The only previous Tour winner to be stripped of their title was Floyd Landis in 2006.
The International Cycling Union (UCI) provisionally suspended Contador in August in advance of a decision on his immediate future by the REFC after trace amounts of clenbuterol, a banned weight loss/muscle-building drug also used to fatten cattle, were found in a urine sample taken during the Tour de France.
Contador denies any wrongdoing and says he unknowingly ingested the clenbuterol from beef brought from Spain to France during the second rest day of the Tour, just four days before he won his third title on July 25.
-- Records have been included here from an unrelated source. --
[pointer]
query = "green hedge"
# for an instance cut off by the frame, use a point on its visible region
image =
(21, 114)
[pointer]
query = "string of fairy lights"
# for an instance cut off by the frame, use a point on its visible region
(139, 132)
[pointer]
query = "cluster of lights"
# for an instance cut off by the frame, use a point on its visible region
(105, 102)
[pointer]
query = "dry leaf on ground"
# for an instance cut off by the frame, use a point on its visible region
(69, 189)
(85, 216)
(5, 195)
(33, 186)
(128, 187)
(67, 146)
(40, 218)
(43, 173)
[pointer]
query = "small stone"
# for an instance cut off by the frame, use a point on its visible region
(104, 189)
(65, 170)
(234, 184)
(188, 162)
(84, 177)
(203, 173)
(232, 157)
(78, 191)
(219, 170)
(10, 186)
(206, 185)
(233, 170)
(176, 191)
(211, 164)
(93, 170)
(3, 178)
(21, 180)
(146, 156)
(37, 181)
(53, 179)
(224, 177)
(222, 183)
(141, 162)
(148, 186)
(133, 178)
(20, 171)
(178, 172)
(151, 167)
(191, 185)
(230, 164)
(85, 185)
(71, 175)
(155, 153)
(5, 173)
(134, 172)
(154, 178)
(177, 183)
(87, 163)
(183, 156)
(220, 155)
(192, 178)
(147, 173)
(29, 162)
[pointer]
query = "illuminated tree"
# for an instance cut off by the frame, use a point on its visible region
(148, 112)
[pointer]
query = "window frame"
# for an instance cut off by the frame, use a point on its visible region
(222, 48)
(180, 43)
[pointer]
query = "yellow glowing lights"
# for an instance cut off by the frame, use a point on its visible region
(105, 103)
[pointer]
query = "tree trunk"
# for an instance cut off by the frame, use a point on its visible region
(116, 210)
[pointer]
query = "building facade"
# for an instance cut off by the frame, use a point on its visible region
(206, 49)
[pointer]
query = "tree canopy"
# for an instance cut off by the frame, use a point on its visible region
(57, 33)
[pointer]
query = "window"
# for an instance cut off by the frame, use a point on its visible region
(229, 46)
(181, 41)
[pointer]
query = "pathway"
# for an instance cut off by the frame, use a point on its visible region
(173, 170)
Clenbuterol was banned by the European Union in 1996 but it is still administered illicitly by some cattle farmers.
It is listed by the the World Anti-Doping Agency as an anabolic agent that is prohibited for use by athletes at all times, both in and out of competition.
In similar ways to stimulant drugs such as amphetamine, clenbuterol can have short-term stimulant effects, including increasing aerobic capacity, blood pressure and alertness.
The rider, who also won the Tour de France in 2007 and 2009, has threatened to quit the sport if he is suspended for two years.
The 28-year-old, who is training this week with his team, Saxo Bank, on the Spanish Balearic island of Majorca, said he was focused on his work.
“I am doing fine, I am motivated, concentrated on my work and what is mort important right now is that I block out everything around me and concentrate and work, that is what is going to bear fruit in the future,” he said.
After being informed of the federation’s decision, Contador will have 10 days to present any new evidence or material.
Contador signed a two-year contract with the Saxo Bank in August 2010 after Luxembourg’s Andy Schleck, runner-up behind the Spaniard in the last two editions of the race, quit the team to set up his own outfit with his brother Frank and several other members of the Danish outfit.